Iron ore futures declined on Tuesday as persistent demand weakness and ample supply continued to weigh on market sentiment. Higher shipments from major miners, combined with rising inventories at Chinese ports, kept prices under pressure.
Slowing domestic steel demand and environmentally driven production curbs have prompted some Chinese mills to bring forward maintenance schedules, potentially reducing iron ore consumption. At the same time, pre-holiday restocking activity is gradually fading ahead of the Lunar New Year.

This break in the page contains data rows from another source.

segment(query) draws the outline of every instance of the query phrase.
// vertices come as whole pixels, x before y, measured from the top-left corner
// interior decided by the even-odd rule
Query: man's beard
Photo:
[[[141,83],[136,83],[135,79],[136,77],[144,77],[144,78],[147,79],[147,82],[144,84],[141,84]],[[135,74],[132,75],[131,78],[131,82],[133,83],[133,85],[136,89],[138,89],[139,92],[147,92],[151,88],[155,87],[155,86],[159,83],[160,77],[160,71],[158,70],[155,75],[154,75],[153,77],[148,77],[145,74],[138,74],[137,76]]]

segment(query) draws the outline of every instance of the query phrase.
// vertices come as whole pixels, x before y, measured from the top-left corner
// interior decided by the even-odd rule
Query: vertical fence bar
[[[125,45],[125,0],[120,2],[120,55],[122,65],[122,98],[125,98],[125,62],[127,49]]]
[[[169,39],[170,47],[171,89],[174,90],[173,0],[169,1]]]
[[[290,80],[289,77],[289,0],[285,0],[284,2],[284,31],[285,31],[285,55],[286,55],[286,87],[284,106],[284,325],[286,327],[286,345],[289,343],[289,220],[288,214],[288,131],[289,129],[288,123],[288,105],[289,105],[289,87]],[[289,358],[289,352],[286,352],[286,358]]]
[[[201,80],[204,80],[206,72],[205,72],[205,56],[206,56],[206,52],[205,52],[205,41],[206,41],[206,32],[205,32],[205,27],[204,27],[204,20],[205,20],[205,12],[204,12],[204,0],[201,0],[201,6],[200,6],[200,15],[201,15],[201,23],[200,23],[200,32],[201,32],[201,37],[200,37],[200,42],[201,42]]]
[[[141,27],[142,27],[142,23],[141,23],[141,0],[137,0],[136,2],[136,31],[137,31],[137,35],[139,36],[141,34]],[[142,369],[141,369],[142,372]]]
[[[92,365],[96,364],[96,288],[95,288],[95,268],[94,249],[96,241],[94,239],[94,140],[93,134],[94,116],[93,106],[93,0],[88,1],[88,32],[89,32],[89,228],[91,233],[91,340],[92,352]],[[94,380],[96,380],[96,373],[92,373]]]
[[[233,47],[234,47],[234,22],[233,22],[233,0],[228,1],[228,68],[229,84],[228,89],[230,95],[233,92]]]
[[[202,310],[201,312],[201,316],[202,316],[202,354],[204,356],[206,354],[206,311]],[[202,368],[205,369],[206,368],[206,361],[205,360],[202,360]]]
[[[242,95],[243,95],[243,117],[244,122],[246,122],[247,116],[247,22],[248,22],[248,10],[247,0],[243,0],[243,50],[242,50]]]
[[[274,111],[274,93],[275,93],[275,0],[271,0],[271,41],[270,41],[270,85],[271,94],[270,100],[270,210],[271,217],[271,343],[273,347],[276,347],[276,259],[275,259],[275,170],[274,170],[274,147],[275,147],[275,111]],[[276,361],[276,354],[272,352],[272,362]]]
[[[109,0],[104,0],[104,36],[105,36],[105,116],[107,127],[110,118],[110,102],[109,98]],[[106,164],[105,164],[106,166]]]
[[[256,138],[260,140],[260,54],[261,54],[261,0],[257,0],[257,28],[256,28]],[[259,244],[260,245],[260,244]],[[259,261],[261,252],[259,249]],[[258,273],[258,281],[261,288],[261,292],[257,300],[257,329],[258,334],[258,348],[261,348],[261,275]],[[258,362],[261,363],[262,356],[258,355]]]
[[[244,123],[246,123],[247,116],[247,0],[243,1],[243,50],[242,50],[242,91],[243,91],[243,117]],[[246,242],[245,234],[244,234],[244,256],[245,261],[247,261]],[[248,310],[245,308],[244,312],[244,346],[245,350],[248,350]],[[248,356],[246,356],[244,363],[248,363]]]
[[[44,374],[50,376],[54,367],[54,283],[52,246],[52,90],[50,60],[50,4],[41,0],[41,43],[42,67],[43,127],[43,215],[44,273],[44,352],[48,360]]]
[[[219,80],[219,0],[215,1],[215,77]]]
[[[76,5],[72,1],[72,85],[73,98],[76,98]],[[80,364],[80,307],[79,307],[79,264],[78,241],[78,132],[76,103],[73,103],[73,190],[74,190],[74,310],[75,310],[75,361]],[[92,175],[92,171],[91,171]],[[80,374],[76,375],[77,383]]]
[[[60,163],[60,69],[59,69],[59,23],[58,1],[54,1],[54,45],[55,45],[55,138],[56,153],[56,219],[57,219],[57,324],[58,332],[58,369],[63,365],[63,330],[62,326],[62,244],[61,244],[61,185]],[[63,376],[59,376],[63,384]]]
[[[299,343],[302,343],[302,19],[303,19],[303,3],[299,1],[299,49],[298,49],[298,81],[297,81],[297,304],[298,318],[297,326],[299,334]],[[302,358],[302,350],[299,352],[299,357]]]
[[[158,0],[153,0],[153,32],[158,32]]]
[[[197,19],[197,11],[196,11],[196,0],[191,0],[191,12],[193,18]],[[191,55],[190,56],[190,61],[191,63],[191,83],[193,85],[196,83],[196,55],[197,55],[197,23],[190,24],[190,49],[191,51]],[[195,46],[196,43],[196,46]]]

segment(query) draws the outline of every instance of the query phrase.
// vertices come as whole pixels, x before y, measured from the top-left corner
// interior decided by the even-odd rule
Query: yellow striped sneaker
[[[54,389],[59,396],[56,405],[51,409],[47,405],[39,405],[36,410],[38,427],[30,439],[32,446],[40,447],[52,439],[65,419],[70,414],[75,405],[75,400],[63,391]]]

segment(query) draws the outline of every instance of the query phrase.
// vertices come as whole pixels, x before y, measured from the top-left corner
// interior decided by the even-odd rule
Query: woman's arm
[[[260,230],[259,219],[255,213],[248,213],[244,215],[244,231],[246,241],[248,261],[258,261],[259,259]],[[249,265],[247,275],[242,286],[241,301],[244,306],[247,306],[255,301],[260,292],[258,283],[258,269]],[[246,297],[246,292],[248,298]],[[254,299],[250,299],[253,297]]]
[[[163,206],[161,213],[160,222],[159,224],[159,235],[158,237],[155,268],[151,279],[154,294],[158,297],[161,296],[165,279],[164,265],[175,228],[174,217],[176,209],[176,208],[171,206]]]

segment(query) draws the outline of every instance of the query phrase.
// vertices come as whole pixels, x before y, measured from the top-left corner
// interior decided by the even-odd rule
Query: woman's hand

Steel traders in China said export sales remain sluggish due to weak demand in traditional markets and initial challenges linked to a newly implemented licensing regime introduced at the start of the year. Domestic demand is also expected to soften further as the Lunar New Year holidays begin in mid-month.
On the Dalian Commodity Exchange, the most-traded May iron ore contract fell 1.14pct to 777.5 yuan (USD 112) per ton. Coking coal and coke futures both eased 0.17pct to 1,167.5 yuan (USD 168) per ton and 1,715 yuan (USD 247) per ton, respectively.
Meanwhile, on the Shanghai Futures Exchange, rebar futures slipped 0.51pct to 3,099 yuan (USD 447) per ton, while HRC declined 0.34pct to 3,265 yuan (USD 471). Wire rod futures edged up to 3,471 yuan (USD 500). Stainless steel futures fell 1.77pct to 13,585 yuan (USD 1,958) per ton.